The real difference between baseball and hockey is that baseball’s essential data is largely public. The singles and doubles show in the statistical record. With hockey and soccer, that’s not the case – someone needs to figure out what the essential pieces are and, due to the cost and proprietary interest in that not becoming known, it’s unlikely to ever become public record. Soccer data is notoriously limited and controlled by the companies that collect it.

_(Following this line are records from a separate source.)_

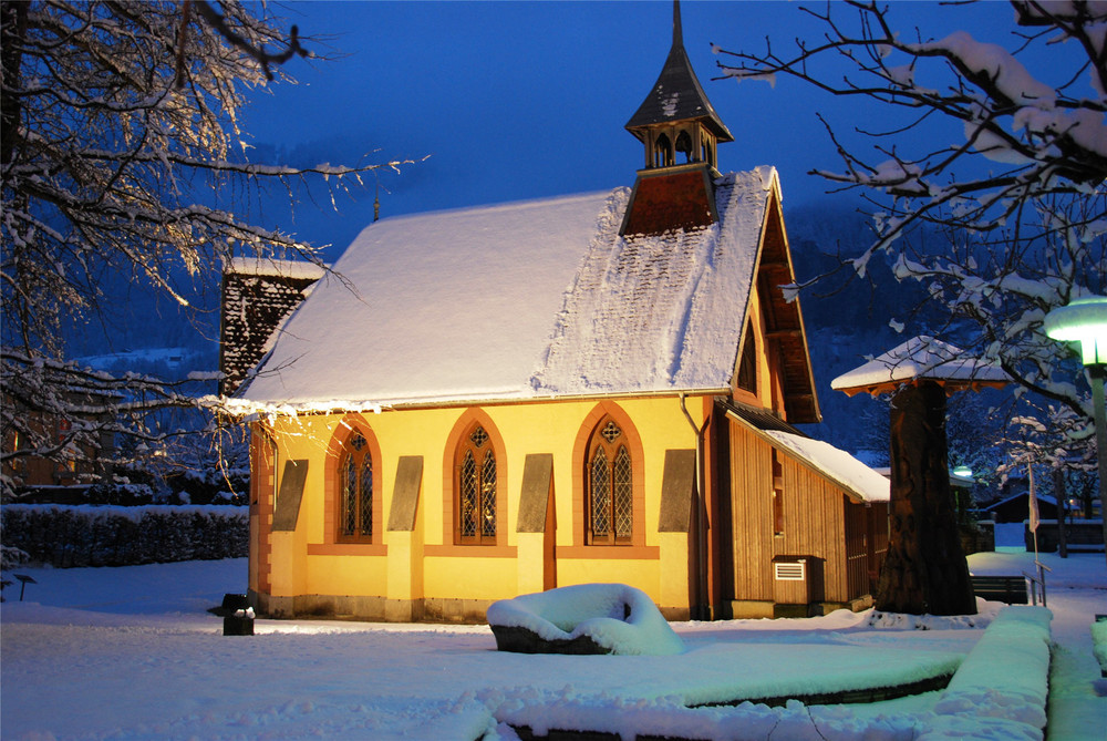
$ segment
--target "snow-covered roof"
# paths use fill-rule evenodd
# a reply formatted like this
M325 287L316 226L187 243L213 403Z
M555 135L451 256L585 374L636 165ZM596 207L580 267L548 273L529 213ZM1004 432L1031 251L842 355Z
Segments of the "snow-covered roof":
M830 381L838 391L893 390L900 382L915 379L952 381L964 385L1003 385L1011 377L993 363L979 360L949 342L925 335L873 358L863 366Z
M779 430L764 430L763 434L862 502L888 502L891 497L887 478L830 443Z
M768 444L783 450L859 502L888 502L891 483L877 470L830 443L808 438L787 422L744 404L731 403L727 416L744 424Z
M776 171L720 222L620 237L629 188L387 218L289 319L244 398L307 409L727 388Z

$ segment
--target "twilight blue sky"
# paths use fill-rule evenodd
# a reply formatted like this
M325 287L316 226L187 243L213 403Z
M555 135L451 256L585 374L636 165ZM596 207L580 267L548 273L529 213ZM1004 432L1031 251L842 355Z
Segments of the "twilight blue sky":
M721 59L712 42L761 51L770 37L783 51L797 35L817 38L821 25L801 4L825 7L685 1L684 45L736 140L720 146L720 169L775 165L786 208L828 197L849 204L849 196L824 196L827 184L806 174L839 166L816 113L847 134L856 123L871 125L875 112L790 80L775 88L712 80ZM924 38L966 29L1000 40L1012 27L1006 2L891 4L908 35L915 27ZM314 48L332 59L294 60L286 69L298 84L251 95L245 123L255 157L306 165L431 155L381 175L382 216L629 186L642 166L641 144L623 125L669 52L671 2L328 0L276 10L301 34L323 37ZM856 24L852 10L835 13ZM372 220L373 189L370 175L369 189L341 196L334 214L317 188L318 206L301 203L293 219L269 205L262 223L333 245L333 258Z

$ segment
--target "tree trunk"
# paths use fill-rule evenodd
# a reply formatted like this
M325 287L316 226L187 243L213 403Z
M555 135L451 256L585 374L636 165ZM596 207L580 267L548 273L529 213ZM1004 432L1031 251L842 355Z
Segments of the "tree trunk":
M945 389L933 381L903 387L892 399L889 516L877 609L975 615L950 490Z
M0 6L0 80L4 86L18 90L20 62L23 60L23 38L27 35L27 3L4 2ZM19 95L8 94L0 103L0 164L11 164L19 141Z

Hockey’s at least a decade behind soccer though. There’s no reason that has to be the case. There’s also no reason, given the number of insights into the game that have been generated from the relatively crappy set of data that the NHL collects at present to expect that this will continue. You give someone like Gabe or me a database of every touch that happens in a season and where it occurs, and I suspect a lot of really useful stuff would come up. That’s the future. I don’t even think it’s that expensive – if some guy put me and Gabe Desjardins in a room for a year and gave us a million bucks to spend on generating the data, I expect we’d find all sorts of stuff. That’s pretty cheap – if the Oilers did it, we could pretty much pay for ourselves just by stopping them from making one signing. Until that time comes though, when someone goes out and puts that together, there’s still a lot that we can learn from the data that does exist. I’m more of a believer than I’ve ever been that teams that don’t get into this stuff will end up being left behind and having to play a significant amount of catch up.